Já para a balconista Franciele Cruz, de 27 anos, o estádio é o local para incentivar seu time do coração. Quando afirmam que mulher vai ao futebol apenas para paquerar, ela diz não estar nem aí. ''Acho que a declaração não é machista. Quem vem para ver o jogo mesmo, não liga para isso'', diz ela, mais calma na guerra (ou na paz) dos sexos e da bola. Em processo inverso a maioria, foi Franciele quem trouxe o marido para o jogo.
Um estádio de futebol é o lugar onde tudo acontece, onde o imaginável é possível. Até namoro entre atleticanos e coxa-brancas, provando que no amor e na guerra, tudo é válido. As torcedoras do Coritiba que foram ao estádio largaram os namorados em casa. É o caso da estagiária Bruna Ribas Machado, de 17 anos. ''Ele está vendo o jogo em casa'', revela. Para ela, que frenquetava partidas de futebol antes de namorar um atleticano, ficar com alguém dentro do estádio é impensável - ainda mais torcendo para o time rival do namorado. ''Adoro futebol. Venho pelo jogo'', completa.

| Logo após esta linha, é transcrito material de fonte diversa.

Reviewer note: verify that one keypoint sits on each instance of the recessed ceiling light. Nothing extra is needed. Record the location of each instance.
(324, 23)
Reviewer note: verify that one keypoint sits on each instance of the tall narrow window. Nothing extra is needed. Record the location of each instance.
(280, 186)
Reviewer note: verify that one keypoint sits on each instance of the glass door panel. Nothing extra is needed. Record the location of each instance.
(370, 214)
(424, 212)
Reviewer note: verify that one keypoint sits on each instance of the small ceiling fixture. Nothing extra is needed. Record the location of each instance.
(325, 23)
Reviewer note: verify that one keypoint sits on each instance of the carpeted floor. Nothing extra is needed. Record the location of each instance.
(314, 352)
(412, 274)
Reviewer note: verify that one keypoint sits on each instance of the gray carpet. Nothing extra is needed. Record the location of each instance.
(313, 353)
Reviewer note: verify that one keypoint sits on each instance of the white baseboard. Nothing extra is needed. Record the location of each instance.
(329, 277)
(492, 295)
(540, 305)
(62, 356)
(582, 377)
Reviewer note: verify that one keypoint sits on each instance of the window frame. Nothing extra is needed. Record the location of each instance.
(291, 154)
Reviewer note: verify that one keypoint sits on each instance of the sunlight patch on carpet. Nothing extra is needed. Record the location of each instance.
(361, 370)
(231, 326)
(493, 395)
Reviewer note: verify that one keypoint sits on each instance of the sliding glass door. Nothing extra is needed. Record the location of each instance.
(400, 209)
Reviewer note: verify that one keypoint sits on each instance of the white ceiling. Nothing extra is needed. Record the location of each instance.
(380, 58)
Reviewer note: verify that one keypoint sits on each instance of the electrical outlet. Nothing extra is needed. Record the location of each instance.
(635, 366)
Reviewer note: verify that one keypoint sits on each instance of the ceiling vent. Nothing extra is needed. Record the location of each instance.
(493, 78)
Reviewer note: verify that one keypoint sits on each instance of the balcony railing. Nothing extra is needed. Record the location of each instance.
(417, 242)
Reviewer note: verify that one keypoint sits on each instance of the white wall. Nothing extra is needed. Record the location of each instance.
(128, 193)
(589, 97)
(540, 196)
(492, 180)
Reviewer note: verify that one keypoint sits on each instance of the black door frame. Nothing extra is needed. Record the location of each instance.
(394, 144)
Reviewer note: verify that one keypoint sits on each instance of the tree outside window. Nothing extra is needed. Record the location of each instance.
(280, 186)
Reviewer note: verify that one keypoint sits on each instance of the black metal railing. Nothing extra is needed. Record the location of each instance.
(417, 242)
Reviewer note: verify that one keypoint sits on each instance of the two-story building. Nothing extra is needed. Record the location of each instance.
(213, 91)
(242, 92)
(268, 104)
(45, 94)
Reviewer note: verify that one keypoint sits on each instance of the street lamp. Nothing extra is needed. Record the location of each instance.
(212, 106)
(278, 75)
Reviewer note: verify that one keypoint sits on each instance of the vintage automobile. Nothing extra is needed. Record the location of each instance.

A situação da administradora Daiane Kelen Sousa, de 23 anos, é semelhante: ela também deixara o namorado atleticano em casa. Fã de futebol, ela diz que nunca rolou nada com ninguém no estádio. ''Mesmo quando não namorava, nunca aconteceu. Sempre venho com os amigos'', conta. Para Daiane, há uma divisão quando o assunto é a intenção das mulheres que vão ao estádio. ''Acho que 50% vem para ver o jogo. A outra metade vem para parquerar, passear ou acompanhar o marido ou namorado'', acredita.
Entre todas a mulheres entrevistadas por este repórter, apenas uma admitiu que, sim, já ficara com alguém em um estádio de futebol. A estudante Caroline Paulini, de 17 anos, diz que já rolou algo ''com uma pessoa''. Não entrou em detalhes, mas diz que a conquista no estádio é possível, principalmente na geral.
Caroline é a prova de que, no campo da conquista, vencem todos. Já no manto verde do campo, Coxa e Atlético não passaram de um melancólico empate. Ninguém pegou ninguém: os dois morreram abraçados.